Authors:Piret Koosa (Estonian National Museum)
Art Leete (University of Tartu)
Paper short abstract:
Evangelical Protestant missions are rather exceptional in providing grass-root level social programmes in the Russian North. We aim to discuss contradictory reception of protestant social programs in predominantly Orthodox social environment.
Paper long abstract:
Social initiatives are not widespread in rural communities of the Russian North. Evangelical Protestant missions provide an unexpected challenge to municipal administrators in this respect. By their social programmes, Evangelicals step in local social network between official institutions and individuals. Drawing on ethnological fieldwork in Komi Republic, Russia, we aim to explore consequences of Protestant civil endeavours on social as well as religious relationships.
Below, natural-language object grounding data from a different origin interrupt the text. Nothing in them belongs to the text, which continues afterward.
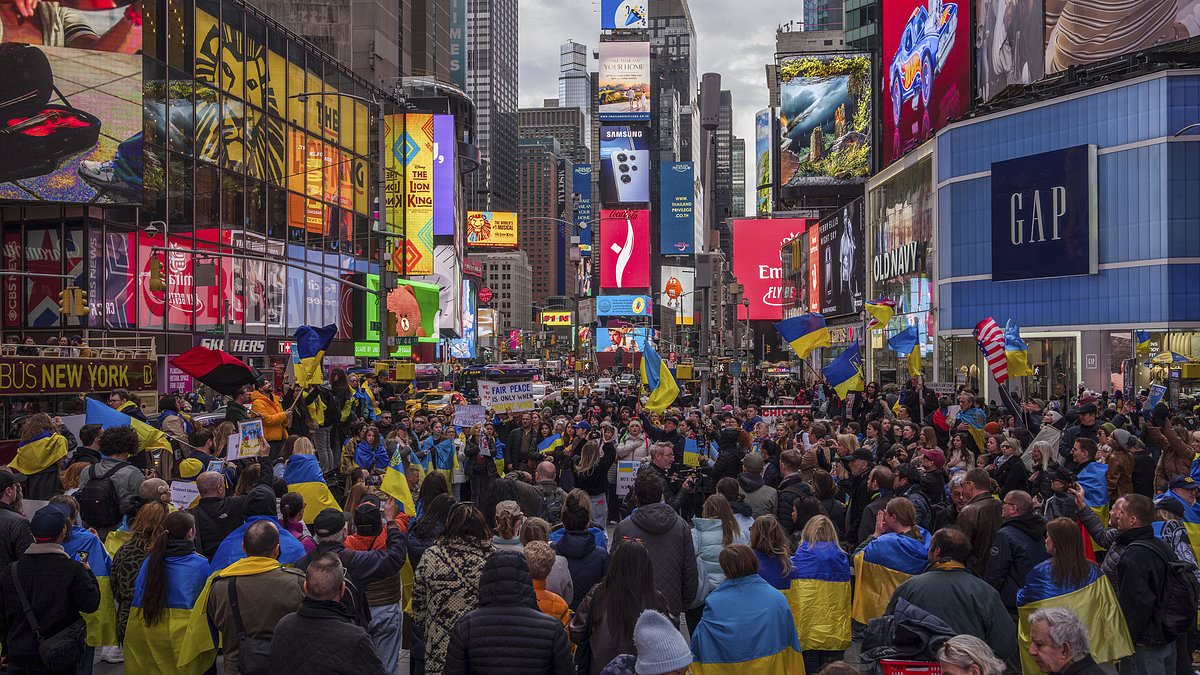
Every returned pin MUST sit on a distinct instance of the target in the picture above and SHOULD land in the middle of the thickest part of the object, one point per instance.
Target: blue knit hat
(660, 646)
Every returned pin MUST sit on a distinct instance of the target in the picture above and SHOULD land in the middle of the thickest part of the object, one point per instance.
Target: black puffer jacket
(508, 633)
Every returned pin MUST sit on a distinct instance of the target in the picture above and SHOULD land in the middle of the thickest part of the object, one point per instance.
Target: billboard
(72, 105)
(624, 165)
(825, 119)
(765, 153)
(678, 293)
(624, 249)
(491, 230)
(927, 70)
(843, 261)
(624, 305)
(1009, 45)
(581, 185)
(624, 91)
(757, 267)
(677, 207)
(623, 15)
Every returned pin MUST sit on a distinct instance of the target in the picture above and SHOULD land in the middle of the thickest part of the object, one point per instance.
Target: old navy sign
(1043, 215)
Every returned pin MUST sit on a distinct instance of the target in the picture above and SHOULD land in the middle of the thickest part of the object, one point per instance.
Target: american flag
(990, 338)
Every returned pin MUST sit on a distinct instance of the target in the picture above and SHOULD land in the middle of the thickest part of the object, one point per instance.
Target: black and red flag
(222, 372)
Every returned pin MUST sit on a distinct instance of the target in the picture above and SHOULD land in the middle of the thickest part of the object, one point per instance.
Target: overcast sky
(735, 39)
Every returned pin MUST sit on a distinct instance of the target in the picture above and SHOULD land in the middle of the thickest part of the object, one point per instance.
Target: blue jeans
(387, 629)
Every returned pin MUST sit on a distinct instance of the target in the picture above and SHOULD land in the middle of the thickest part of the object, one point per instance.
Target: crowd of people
(893, 525)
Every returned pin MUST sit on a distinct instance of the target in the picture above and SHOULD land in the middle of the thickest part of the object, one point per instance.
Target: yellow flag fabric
(821, 610)
(1096, 604)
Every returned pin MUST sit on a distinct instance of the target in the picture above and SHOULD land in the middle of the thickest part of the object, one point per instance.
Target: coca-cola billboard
(757, 267)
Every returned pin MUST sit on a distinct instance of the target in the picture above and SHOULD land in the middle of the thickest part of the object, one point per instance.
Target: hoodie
(1018, 547)
(667, 541)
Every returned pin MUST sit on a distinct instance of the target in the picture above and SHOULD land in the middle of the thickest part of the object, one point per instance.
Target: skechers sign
(1043, 215)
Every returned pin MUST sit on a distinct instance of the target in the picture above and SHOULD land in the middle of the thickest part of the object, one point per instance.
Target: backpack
(1180, 596)
(100, 505)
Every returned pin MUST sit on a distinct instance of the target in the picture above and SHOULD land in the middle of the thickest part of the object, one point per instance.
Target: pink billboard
(624, 249)
(757, 267)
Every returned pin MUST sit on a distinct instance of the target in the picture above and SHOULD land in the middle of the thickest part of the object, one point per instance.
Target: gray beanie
(660, 646)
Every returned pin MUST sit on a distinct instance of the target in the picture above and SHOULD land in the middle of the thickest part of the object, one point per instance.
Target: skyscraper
(492, 84)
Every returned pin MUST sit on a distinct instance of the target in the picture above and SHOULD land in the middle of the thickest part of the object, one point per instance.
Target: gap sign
(1043, 215)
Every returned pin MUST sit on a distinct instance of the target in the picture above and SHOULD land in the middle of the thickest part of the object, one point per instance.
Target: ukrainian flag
(229, 551)
(1017, 351)
(882, 565)
(747, 628)
(804, 333)
(81, 545)
(1093, 602)
(310, 352)
(820, 596)
(658, 378)
(198, 645)
(845, 374)
(303, 476)
(154, 650)
(40, 453)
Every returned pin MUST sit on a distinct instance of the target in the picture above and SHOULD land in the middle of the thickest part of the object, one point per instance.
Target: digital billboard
(1009, 45)
(677, 207)
(624, 165)
(623, 15)
(71, 113)
(927, 70)
(825, 119)
(624, 249)
(624, 82)
(678, 293)
(581, 185)
(757, 267)
(491, 230)
(843, 261)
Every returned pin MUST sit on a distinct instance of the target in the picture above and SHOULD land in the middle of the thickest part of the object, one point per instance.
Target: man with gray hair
(1059, 643)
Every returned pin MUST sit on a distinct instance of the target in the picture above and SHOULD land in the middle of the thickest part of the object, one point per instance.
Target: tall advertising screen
(757, 267)
(581, 185)
(927, 70)
(624, 249)
(825, 119)
(623, 15)
(624, 91)
(72, 103)
(624, 165)
(677, 207)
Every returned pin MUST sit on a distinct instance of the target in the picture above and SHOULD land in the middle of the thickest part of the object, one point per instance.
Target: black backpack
(100, 505)
(1180, 597)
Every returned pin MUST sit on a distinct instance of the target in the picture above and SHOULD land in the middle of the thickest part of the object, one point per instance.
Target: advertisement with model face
(927, 70)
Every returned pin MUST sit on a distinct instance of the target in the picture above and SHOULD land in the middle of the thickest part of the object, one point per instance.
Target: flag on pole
(990, 339)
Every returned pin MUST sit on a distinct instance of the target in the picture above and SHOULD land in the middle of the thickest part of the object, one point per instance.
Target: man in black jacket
(508, 632)
(1017, 547)
(322, 635)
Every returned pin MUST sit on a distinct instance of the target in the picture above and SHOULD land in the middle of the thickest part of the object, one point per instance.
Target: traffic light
(157, 284)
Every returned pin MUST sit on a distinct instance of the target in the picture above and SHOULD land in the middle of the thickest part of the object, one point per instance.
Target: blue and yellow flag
(845, 374)
(820, 596)
(804, 333)
(1093, 602)
(84, 547)
(155, 649)
(738, 609)
(880, 567)
(231, 551)
(310, 352)
(658, 380)
(40, 453)
(1017, 351)
(303, 476)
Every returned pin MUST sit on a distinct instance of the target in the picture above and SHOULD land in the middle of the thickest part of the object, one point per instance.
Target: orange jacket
(275, 420)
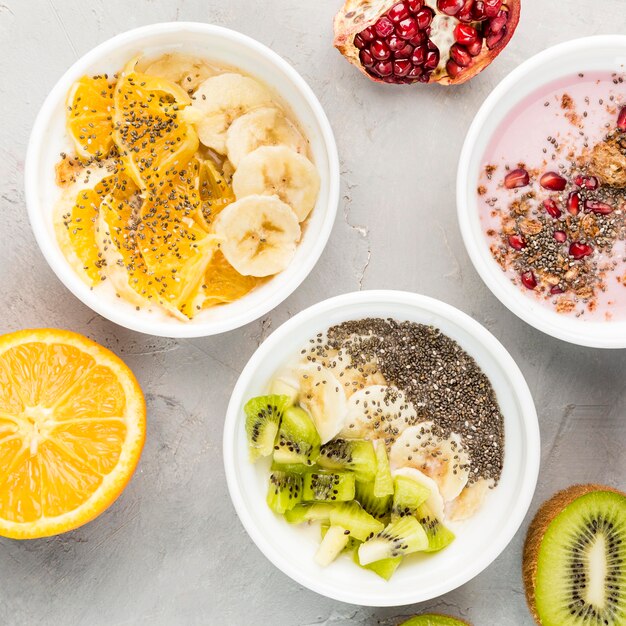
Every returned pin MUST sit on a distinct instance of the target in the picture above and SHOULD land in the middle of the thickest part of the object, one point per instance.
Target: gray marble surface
(171, 550)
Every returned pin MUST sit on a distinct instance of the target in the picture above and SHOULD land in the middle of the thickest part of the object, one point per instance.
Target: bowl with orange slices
(182, 179)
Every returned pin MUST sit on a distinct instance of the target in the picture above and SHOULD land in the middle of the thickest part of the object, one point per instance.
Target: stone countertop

While Orthodoxy is considered to be traditional among the Komis, communities of evangelical Christians have also grown remarkably in the Republic since early 1990s. However, evangelical missionaries have had surprisingly little success in rural areas. Strong, almost natural link perceived to be between religious, social, cultural and national belonging could be seen as one reason for this. Different concept of 'proper' worship practices is another main obstacle for the evangelical newcomers to be accepted among traditionally Orthodox villagers.
As part of their mission, Komi Protestants carry out a lot of social work. They construct playgrounds in kindergartens, renovate cultural houses for communities and help the elderly people, arrange treatment of alcoholism etc. Ironically, by organising all this, Protestants put the Russian Orthodox Church and local administration under pressure as people start to question ROC's efficiency and administrators' management ability. At the same time, through their social enterprises Evangelicals serve to God but also hope to acquire more positive reputation among common people, much needed in the generally sceptical village communities. We plan to discuss ambivalent outcomes of Evangelical public activism in rural areas of Komiland.